|Editions | myCNN | Video | Audio | Headline News Brief | Feedback||
Republican National Convention: Bush Nomination Ends Journey Marked by Historic Fund RaisingAired August 2, 2000 - 1:34 p.m. ET
THIS IS A RUSH TRANSCRIPT. THIS COPY MAY NOT BE IN ITS FINAL FORM AND MAY BE UPDATED.
NATALIE ALLEN, CNN ANCHOR: Another top story we are also following today is the arrival of Republican presidential candidate George W. Bush here in Philadelphia. The Texas governor completed a six-state swing before arriving earlier today at an airport on the city's north side. He's attending several receptions before heading to the convention meeting site.
Upon arriving today, Bush let his supporters know he was ready to go all the way to the White House. A delegation of ceremonial Colonial soldiers added a historical touch when Bush rang a replica of the Liberty Bell.
Bush's nomination will represent the end of a long and historic journey, one paved with dollar bills.
CNN's Gene Randall looks at the nominee's unprecedented success as a fund raiser and what may lie ahead in the fall.
GOV. GEORGE W. BUSH (R-TX), PRESIDENTIAL CANDIDATE: I think with $30 million in the bank, I've got pretty good staying power.
GENE RANDALL, CNN NATIONAL CORRESPONDENT (voice-over): Texas Governor Bush in Waterloo, Iowa a year ago said he was doing the campaign finance system a favor by refusing to take federal matching funds. That meant no limits on his primary season spending.

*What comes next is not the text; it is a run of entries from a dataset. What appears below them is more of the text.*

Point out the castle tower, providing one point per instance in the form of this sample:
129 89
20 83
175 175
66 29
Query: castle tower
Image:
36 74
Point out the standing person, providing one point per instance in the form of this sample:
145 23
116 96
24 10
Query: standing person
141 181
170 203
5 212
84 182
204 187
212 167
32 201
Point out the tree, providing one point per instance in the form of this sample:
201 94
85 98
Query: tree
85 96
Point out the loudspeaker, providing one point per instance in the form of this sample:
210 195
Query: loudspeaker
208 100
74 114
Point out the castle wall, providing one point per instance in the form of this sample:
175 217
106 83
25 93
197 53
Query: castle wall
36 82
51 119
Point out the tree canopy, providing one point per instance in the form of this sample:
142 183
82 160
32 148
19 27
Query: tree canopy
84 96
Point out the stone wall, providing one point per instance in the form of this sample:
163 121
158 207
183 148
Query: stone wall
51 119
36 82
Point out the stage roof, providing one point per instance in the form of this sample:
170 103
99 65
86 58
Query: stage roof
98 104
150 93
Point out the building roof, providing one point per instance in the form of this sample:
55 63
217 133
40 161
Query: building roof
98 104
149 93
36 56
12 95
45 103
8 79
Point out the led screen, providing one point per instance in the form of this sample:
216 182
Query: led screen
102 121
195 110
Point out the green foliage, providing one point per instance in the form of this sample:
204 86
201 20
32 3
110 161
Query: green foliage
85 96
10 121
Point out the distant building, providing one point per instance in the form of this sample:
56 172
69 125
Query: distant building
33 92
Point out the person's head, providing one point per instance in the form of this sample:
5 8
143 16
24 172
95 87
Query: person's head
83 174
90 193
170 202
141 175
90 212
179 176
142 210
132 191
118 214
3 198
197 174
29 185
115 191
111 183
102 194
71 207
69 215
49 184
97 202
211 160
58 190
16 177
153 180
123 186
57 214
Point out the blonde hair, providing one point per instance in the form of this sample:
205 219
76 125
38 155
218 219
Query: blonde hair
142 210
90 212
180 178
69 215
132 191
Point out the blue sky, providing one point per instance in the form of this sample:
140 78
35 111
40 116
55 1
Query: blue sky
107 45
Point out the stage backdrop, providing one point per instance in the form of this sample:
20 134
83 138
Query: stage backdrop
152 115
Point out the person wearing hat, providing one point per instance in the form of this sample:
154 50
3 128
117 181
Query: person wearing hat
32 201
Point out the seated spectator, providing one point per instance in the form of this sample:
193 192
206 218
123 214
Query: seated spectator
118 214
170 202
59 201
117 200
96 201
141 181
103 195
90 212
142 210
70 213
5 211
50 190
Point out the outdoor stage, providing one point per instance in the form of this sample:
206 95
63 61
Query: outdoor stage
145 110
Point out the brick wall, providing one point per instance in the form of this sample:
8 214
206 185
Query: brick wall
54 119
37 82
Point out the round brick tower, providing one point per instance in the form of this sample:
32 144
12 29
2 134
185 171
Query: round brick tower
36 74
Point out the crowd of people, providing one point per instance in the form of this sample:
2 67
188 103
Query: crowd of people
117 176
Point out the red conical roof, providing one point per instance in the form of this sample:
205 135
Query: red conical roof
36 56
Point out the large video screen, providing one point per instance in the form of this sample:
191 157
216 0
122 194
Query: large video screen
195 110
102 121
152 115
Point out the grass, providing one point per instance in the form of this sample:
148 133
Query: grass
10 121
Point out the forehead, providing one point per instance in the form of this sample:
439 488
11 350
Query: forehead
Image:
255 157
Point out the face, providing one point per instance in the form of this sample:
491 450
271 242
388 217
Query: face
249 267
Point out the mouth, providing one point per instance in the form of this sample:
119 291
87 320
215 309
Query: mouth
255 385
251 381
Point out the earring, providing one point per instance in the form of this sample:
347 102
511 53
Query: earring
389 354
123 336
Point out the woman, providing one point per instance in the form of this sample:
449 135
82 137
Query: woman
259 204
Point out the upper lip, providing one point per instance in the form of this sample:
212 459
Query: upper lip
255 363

BUSH: In this campaign, I tot too many people counting on me to put myself on a box, to get boxed in by the rules that affected our nominee in 1996. I intend to win.
RANDALL: Not even multimillionaire Steve Forbes would keep up with the Bush money machine.
CHUCK LEWIS, CENTER FOR PUBLIC INTEGRITY: He had a way of matching and not being intimidated by Forbes. He was able to spend as much as he needed in the key early states, and here he is getting the nomination, and he did it relatively easily.
RANDALL: And one by one, George W. Bush's competitors left the GOP field, all vastly out-spent.
(BEGIN VIDEO CLIP)
LAMAR ALEXANDER (R), FORMER PRESIDENTIAL CANDIDATE: All I know is I ran out of money. I can't raise money in the environment we've got.
(END VIDEO CLIP)
RANDALL: By June 30, Bush had set an astounding fund-raising record for a presidential campaign: $95 million compared to $49 million for Al Gore. Gore's average contribution was $120. Bush's was $216.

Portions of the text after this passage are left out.